Wo die Kinder schlafen Fotograf zeigt Flüchtlingsschicksale
04.10.2015, 10:34 UhrEine Flucht von Syrien oder dem Irak aus nach Europa bedeutet unfassbare Strapazen, besonders für Kinder. Die Fotoreihe "Wo die Kinder schlafen" des schwedischen Fotografen Wennman fängt diese Schicksale ein.
Magnus Wennman ist ein hochdekorierter Fotograf. Schon zwei Mal gewann er den World Press Foto Award - das ist so etwas wie der Pulitzer-Preis für Bildjournalisten. Gemeinsam mit dem Stockholmer Museum Fotografiska und seinem Arbeitgeber, der Zeitung "Aftonbladet", hat Wennman nun den Weg der Flüchtlinge nachgezeichnet. In der Ausstellung "Wo die Kinder schlafen" werden Aufnahmen von ihm gezeigt, die auf den Flüchtlingsrouten durch Europa entstanden sind. Der Erlös geht an das UN-Flüchtlingshilfswerk.

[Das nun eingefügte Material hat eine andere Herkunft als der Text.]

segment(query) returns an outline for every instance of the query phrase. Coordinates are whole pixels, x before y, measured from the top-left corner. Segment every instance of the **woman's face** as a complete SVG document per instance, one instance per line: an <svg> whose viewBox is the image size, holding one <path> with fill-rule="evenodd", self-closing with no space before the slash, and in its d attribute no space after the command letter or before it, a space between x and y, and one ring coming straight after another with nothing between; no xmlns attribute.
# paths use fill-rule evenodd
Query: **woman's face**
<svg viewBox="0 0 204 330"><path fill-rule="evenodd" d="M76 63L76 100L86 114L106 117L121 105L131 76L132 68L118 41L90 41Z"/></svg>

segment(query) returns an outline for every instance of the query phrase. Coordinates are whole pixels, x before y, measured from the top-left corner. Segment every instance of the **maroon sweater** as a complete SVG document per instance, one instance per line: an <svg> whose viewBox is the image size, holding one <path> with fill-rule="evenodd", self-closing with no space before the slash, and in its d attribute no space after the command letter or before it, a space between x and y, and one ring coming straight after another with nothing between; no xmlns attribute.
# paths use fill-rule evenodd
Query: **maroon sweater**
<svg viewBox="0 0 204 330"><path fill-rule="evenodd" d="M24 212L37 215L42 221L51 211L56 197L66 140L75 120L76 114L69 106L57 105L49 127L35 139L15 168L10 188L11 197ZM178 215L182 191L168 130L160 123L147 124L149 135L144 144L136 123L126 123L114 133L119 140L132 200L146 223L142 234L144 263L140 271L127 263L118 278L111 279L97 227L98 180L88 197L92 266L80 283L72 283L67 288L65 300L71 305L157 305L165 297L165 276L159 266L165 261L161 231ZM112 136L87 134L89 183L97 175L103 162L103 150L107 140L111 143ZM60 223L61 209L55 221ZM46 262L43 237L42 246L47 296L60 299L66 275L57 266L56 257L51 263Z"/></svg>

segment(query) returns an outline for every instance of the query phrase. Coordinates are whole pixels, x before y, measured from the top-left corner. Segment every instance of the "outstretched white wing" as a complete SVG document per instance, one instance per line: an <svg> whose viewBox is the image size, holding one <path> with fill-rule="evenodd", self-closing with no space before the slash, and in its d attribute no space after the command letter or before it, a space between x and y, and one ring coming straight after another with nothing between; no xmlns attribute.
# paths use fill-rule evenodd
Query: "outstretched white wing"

Die Bilder zeigen teils völlig entkräftete und scheinbar traumatisierte Kinder, die schlafen oder es zumindest versuchen - auf dem Boden, im Heu, auf zerschlissenen Matratzen. Auch wenn die Fotos durch ihre düstere Belichtung stilisiert wirken, wenn sie durch die Ästhetisierung vor allem emotionalisieren - sie zeigen echte Menschen, die in Not auf der Flucht sind. Hier ihre Geschichten:
Juliana, 2 Jahre alt:
Unter diesem Deckenberg verbirgt sich Juliana in der serbischen Grenzstadt Horgos. Sie versucht die Fliegen abzuwehren, die sie bei 34 Grad beim Schlafen stören. In nur zwei Tagen ist Juliana mit ihren Eltern zu Fuß durch Serbien gelaufen. Jetzt hoffen sie, schnell noch durch Ungarn zu kommen, bevor die Grenze geschlossen wird. Nach kurzem, wenig erholsamem Schlaf müssen Juliana und ihre Eltern weiter.
Fara, 2 Jahre alt:
Faras Vater hat es mit ihr und der 9-jährigen Schwester Tisam nach Jordanien geschafft. Hier hat das kleine Mädchen nur einen Traum: endlich einen richtigen Fußball zu haben. Ihr Vater setzt alles daran, ihr diesen Wunsch zu erfüllen. Bisher ist es ihm noch nicht gelungen.
Lamar, 5 Jahre alt:
Die kleine Lamar musste ihre Spielsachen in Bagdad lassen, als sie mit ihren Eltern zur Flucht aufbrach. Eine Bombe hat ihr Haus zerstört, die Puppen, die Eisenbahn, ihr Ball - alles wurde von den Trümmern überdeckt. Dort leben konnten sie nicht mehr. Zwei Mal scheiterte später der Versuch, in einem Gummiboot von der Türkei aus nach Griechenland zu gelangen. Hier, in einem Wald bei Horgos, schläft Lamar nun. Die Grenze zu Ungarn ist bereits geschlossen.
Maram, 8 Jahre alt:
Das kleine syrische Mädchen Maram kam gerade von der Schule heim, als ihr Haus angegriffen wird. Ein Teil des Daches stürzt auf sie, sie musste ins Krankenhaus und wurde anschließend ins jordanische Amman ausgeflogen. Sie hat eine Hirnblutung erlitten und verbrachte elf Tage im Koma. Jetzt ist sie bei Bewusstsein, doch ihr Kiefer ist gebrochen und sie kann nicht sprechen.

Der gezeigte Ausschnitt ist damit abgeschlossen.